Charbel Haj, who works at the port, said it started with small explosions like firecrackers. Then, he said, he was knocked down by the huge explosion. His clothes were torn.
Some of the injured were lying on the ground in the harbor, Associated Press staff said at the scene. A civil defense official said there were still bodies inside the port, many under the debris.
Outside a hospital, Omar Kinno sat on the sidewalk, fighting back tears. Kinno, a Syrian, said one of his sisters was killed when the explosion rocked their apartment near the port and another sister’s neck was broken. His injured mother and father were taken to hospital but he didn’t know which one, and he was making calls to try to find them.

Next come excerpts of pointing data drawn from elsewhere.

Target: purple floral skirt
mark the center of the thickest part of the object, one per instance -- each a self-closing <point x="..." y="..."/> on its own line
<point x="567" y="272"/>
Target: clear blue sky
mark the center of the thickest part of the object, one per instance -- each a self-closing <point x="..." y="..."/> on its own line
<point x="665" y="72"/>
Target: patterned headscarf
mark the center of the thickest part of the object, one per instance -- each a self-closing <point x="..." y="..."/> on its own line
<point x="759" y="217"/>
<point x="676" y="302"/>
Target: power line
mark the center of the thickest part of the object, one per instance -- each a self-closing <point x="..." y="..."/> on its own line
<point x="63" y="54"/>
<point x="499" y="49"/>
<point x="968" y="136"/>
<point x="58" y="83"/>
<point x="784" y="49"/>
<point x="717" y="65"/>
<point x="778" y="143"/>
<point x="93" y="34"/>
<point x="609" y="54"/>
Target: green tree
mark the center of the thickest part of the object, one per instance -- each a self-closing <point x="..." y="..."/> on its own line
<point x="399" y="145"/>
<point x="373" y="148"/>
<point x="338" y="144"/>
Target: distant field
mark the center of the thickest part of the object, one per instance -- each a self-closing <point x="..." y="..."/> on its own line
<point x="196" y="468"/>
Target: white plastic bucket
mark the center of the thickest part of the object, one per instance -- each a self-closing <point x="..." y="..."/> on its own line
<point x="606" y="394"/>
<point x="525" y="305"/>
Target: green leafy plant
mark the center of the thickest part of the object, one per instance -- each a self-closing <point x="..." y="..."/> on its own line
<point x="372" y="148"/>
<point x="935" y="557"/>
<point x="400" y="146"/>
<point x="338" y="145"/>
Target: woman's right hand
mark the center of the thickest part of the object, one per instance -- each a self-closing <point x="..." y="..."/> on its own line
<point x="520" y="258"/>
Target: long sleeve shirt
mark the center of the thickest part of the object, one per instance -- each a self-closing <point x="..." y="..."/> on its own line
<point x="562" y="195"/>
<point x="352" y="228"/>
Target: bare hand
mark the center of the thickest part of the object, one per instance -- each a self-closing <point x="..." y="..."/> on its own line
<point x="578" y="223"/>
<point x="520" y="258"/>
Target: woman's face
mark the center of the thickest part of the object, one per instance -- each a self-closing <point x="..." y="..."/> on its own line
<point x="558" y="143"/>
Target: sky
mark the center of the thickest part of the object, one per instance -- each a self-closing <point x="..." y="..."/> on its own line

“I have no idea what happened to my parents. I am totally lost, ”he said.
Confusion reigned throughout the city as people walked out of damaged homes or tried to locate their families. Motorcyclists chose their path in traffic, carrying the injured.
A woman covered in blood from the waist up walked down a destroyed street while talking furiously on her phone. On another street, a bloody-faced woman looked distraught, staggering through traffic with two friends by her side.
“This country is cursed,” muttered a passing young man.
The explosion came at a time when the Lebanese economy is grappling with the collapse of the financial crisis and coronavirus restrictions. Many lost their jobs, while the value of their savings evaporated as the currency dipped in value against the dollar. The result has thrown many into poverty.
Several hospitals in Beirut were damaged by the explosion. Roum Hospital appealed for people to bring him spare generators to maintain his electricity as he evacuated patients due to severe damage.
Outside St. George’s University Hospital in Beirut’s Achrafieh district, people with various injuries arrived by ambulance, car and on foot. The explosion caused extensive damage to the interior of the building and cut power to the hospital. Dozens of wounded were treated on the spot in the street outside, on stretchers and wheelchairs.
“It is a disaster that we have on our hands,” said a doctor, speaking on condition of anonymity because he was not authorized to make statements to the press.
The UN peacekeeping mission in Lebanon, UNIFIL, said one of its ships in the port was damaged and a number of its peacekeepers were injured, some seriously.
It was reminiscent of the massive explosions during the civil war in Lebanon and took place just three days before a UN-backed tribunal handed down its verdict in the murder of former Prime Minister Rafic Hariri in a bomb attack on a truck over 15 years ago. This explosion, along with a ton of explosives, was felt for miles (miles), just like Tuesday’s explosion.
French President Emmanuel Macron said in a tweet that his country was sending aid. Israel has offered emergency aid through international intermediaries, its foreign ministry said in a statement. Iran, the boss of Hezbollah, has also said it is ready to help. “Stay strong, Lebanon,” its Foreign Minister Javad Zarif said in a tweet.
Associated Press reporters Sarah El Deeb in Beirut; Josef Federman in Jerusalem; and Jon Gambrell in Dubai contributed to this report.